Webinar Ketahanan Mental Fakultas Bahasa dan Seni 2025
Surabaya, 26 September 2025 - Fakultas Bahasa dan Seni Universitas Negeri Surabaya (UNESA) pada Jumat, 26 September 2025 menyelenggarakan Webinar Ketahanan Mental Mahasiswa Baru sebagai bagian dari program orientasi mahasiswa baru. Acara ini berlangsung pukul 13.00 hingga 15.00 WIB melalui platform Zoom dan diikuti oleh 430 peserta. Kegiatan ini dirancang untuk membantu mahasiswa baru menghadapi tantangan awal perkuliahan sekaligus meningkatkan kesadaran tentang isu penting di lingkungan kampus. Antusiasme peserta terlihat dari interaksi aktif selama sesi diskusi yang berlangsung hangat dan penuh perhatian.
Narasumber pertama, Ajeng Dianing Kartika, S.S., M.Hum., selaku Koordinator Bimbingan dan Konseling Fakultas Bahasa dan Seni, memaparkan materi seputar perjalanan mahasiswa baru dalam beradaptasi. Ia menyoroti tantangan umum seperti homesick, culture shock, serta penyesuaian diri terhadap sistem perkuliahan. Ajeng menegaskan bahwa perasaan rindu rumah, kebingungan dengan budaya baru, dan kesulitan memahami ritme kuliah adalah hal wajar yang dialami mahasiswa. Untuk mengatasinya, mahasiswa perlu menjaga komunikasi dengan keluarga, aktif dalam kegiatan sosial, serta membangun jaringan pertemanan di kampus. Ia juga memberikan strategi praktis seperti memanfaatkan layanan kampus, memahami karakteristik dosen, hingga persiapan menghadapi Ujian Bahasa Inggris (TEP).

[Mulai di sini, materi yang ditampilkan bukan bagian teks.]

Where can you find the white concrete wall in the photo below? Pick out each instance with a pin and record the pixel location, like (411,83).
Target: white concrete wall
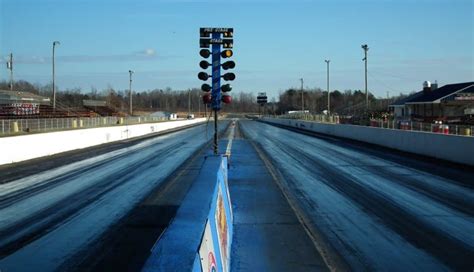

Selanjutnya, narasumber kedua, Rojil Nugroho, B.A., S.Hum., M.A., selaku Kasi Ideologi, Moderasi Beragama, dan Bela Negara, membawakan materi penting mengenai kekerasan berbasis gender, terutama yang marak terjadi di lingkungan perguruan tinggi. Rojil mengawali pemaparannya dengan menyinggung kasus nyata di kalangan mahasiswa baru yang menunjukkan bagaimana perundungan verbal, pelecehan, dan godaan seksual dapat muncul secara halus namun berdampak serius. Ia menjelaskan bahwa budaya kekerasan kerap dinormalisasi dengan alasan bercanda, dianggap bukan urusan pribadi, atau bahkan diikuti banyak orang tanpa kesadaran akan bahayanya. Hal ini menunjukkan betapa kekerasan berbasis gender berakar pada relasi kuasa, baik dari segi ekonomi, jabatan, usia, maupun organisasi.
Kegiatan webinar ini memberikan pandangan yang menyeluruh bagi mahasiswa baru tentang pentingnya ketahanan mental sekaligus kesadaran sosial di lingkungan kampus. Pemaparan Ajeng Dianing Kartika, S.S., M.Hum., menguatkan mahasiswa agar mampu menghadapi tantangan personal seperti homesick, culture shock, dan adaptasi akademik, sedangkan penjelasan Rojil Nugroho B.A., S.Hum., M.A., menekankan kewaspadaan terhadap isu kekerasan berbasis gender yang kerap terjadi di dunia pendidikan tinggi. Kedua materi ini saling melengkapi, karena membangun ketahanan mental tidak hanya soal kesiapan individu menghadapi tekanan, tetapi juga keberanian kolektif dalam menciptakan lingkungan yang aman, sehat, dan inklusif. Dengan demikian, mahasiswa baru diharapkan mampu menapaki perjalanan akademik dengan kesiapan diri yang matang sekaligus memiliki kepekaan sosial yang tinggi.
Webinar ini diakhiri dengan pemaparan mengenai berbagai layanan pendukung yang disediakan UNESA bagi mahasiswa yang menghadapi kasus kekerasan maupun membutuhkan pendampingan psikologis. Melalui laman resmi https://dppisk.unesa.ac.id/ dan nomor WhatsApp 081230055244, mahasiswa dapat melaporkan permasalahan atau mencari bantuan selama 24 jam penuh. Langkah ini mencerminkan komitmen nyata UNESA dalam membangun lingkungan kampus yang aman, inklusif, serta berorientasi pada kesejahteraan mental civitas akademika. Dengan adanya fasilitas tersebut, peserta diharapkan mampu menerapkan wawasan yang diperoleh untuk memperkuat kesiapan akademik sekaligus pengembangan diri mereka di dunia perkuliahan.